2 ICA

2.1 Introduction

Independent Component Analysis (ICA) is an unsupervised method that separates multivariate data into statistically independent signals, often used to uncover hidden biological processes. In this tutorial, you’ll learn how to apply ICA to gene expression data and interpret both sample structure and gene-level drivers.

Tutorial is based on https://payamemami.com/ica_basics/, a document with more detailed introduction to the methods, including its mathematical foundations.

2.2 Data

# adjust data simulation code to include some gene names for the main categories

# Load necessary library
library(tidyverse)
library(fastICA)

# Set parameters
set.seed(123)
n_cells <- 2000
n_sources <- 3
n_clusters <- 5
cells_per_cluster <- n_cells / n_clusters

# Define gene sets
immune_genes <- c("CD3D", "CD4", "CD8A", "IFNG", "IL2", "PTPRC", "GZMB", "LCK", "CCR7", "HLA-DRA")
metabolism_genes <- c("HK2", "LDHA", "PKM", "G6PD", "ACLY", "IDH1", "PGK1", "CPT1A", "FASN", "ACACA")
cell_cycle_genes <- c("CDK1", "CCNB1", "MKI67", "PCNA", "TOP2A", "BUB1", "CDC20", "PLK1", "AURKB", "CENPA")

db_genes <- data.frame(
  gene = c(immune_genes, metabolism_genes, cell_cycle_genes),
  category = c(rep("Immune", length(immune_genes)),
               rep("Metabolism", length(metabolism_genes)),
               rep("Cell Cycle", length(cell_cycle_genes)))
)

# Fill up to 1000 genes with generic names
other_genes <- paste0("GENE", 1:(1000 - length(immune_genes) - length(metabolism_genes) - length(cell_cycle_genes)))
gene_names <- c(immune_genes, metabolism_genes, cell_cycle_genes, other_genes)
n_genes <- length(gene_names)

# Define cluster-specific means for latent sources (immune, metabolism)
cluster_means <- matrix(c(
  3.0, 0.5,   # Cluster 1: High immune, low metabolism
  0.1, 2.0,   # Cluster 2: Low immune, high metabolism
  1.5, 1.5,   # Cluster 3: Moderate all
  3.0, 2.5,   # Cluster 4: High in all
  0.1, 0.1    # Cluster 5: Low in all
), ncol = 2, byrow = TRUE)

# Simulate latent sources
latent_sources <- NULL
cluster_labels <- NULL
for (i in 1:n_clusters) {
  immune <- rexp(cells_per_cluster, rate = 1) + cluster_means[i, 1]
  metabolism <- rnorm(cells_per_cluster, mean = cluster_means[i, 2], sd = 0.5)
  cell_cycle <- (rbinom(cells_per_cluster, 1, 0.5) * 2 - 1)
  sources <- cbind(immune, metabolism, cell_cycle)
  latent_sources <- rbind(latent_sources, sources)
  cluster_labels <- c(cluster_labels, rep(paste0("Cluster_", i), cells_per_cluster))
}

# Create gene loadings matrix
gene_loadings <- matrix(0, nrow = n_genes, ncol = n_sources)
rownames(gene_loadings) <- gene_names

# Assign high loadings for known gene sets
gene_loadings[immune_genes, 1] <- abs(rnorm(length(immune_genes), mean = 2))
gene_loadings[metabolism_genes, 2] <- abs(rnorm(length(metabolism_genes), mean = 2))
gene_loadings[cell_cycle_genes, 3] <- abs(rnorm(length(cell_cycle_genes), mean = 2))

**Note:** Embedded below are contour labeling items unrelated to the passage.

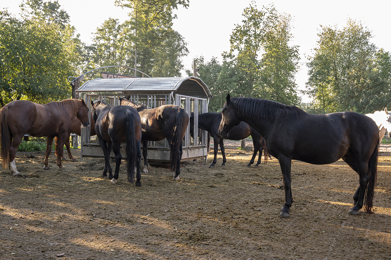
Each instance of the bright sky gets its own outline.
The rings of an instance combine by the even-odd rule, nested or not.
[[[70,16],[71,24],[80,34],[82,41],[87,44],[91,43],[91,33],[105,20],[111,17],[122,22],[127,17],[127,11],[116,7],[114,0],[58,1]],[[9,12],[17,15],[21,2],[21,0],[0,0],[0,8],[8,7]],[[188,56],[183,59],[186,68],[191,70],[196,56],[203,56],[206,61],[214,56],[221,61],[221,54],[229,50],[230,36],[235,25],[240,23],[243,10],[251,2],[250,0],[190,0],[187,9],[180,7],[175,10],[178,17],[174,21],[173,28],[185,37],[190,51]],[[371,42],[391,51],[390,1],[266,0],[255,2],[259,9],[262,5],[273,4],[280,13],[292,16],[291,32],[294,38],[291,45],[300,46],[301,58],[301,68],[296,78],[300,89],[304,88],[308,78],[306,57],[311,54],[316,46],[319,25],[337,24],[342,29],[348,18],[361,21],[372,31]],[[202,75],[200,77],[202,79]],[[303,98],[305,102],[309,100],[305,97]]]

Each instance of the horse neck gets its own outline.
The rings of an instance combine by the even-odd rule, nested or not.
[[[213,127],[220,125],[221,113],[205,113],[198,116],[198,128],[209,132]]]
[[[81,101],[75,99],[65,99],[59,101],[59,103],[66,108],[71,118],[75,117],[77,111],[82,106]]]

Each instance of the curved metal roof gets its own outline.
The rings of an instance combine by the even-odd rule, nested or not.
[[[195,77],[95,79],[83,84],[76,91],[121,92],[125,95],[173,92],[174,94],[203,98],[212,97],[208,86],[201,79]]]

# Background genes with small random loadings
remaining <- setdiff(gene_names, c(immune_genes, metabolism_genes, cell_cycle_genes))
gene_loadings[remaining, ] <- abs(matrix(rnorm(length(remaining) * n_sources, mean = 0.3, sd = 0.2),
                                         nrow = length(remaining), ncol = n_sources))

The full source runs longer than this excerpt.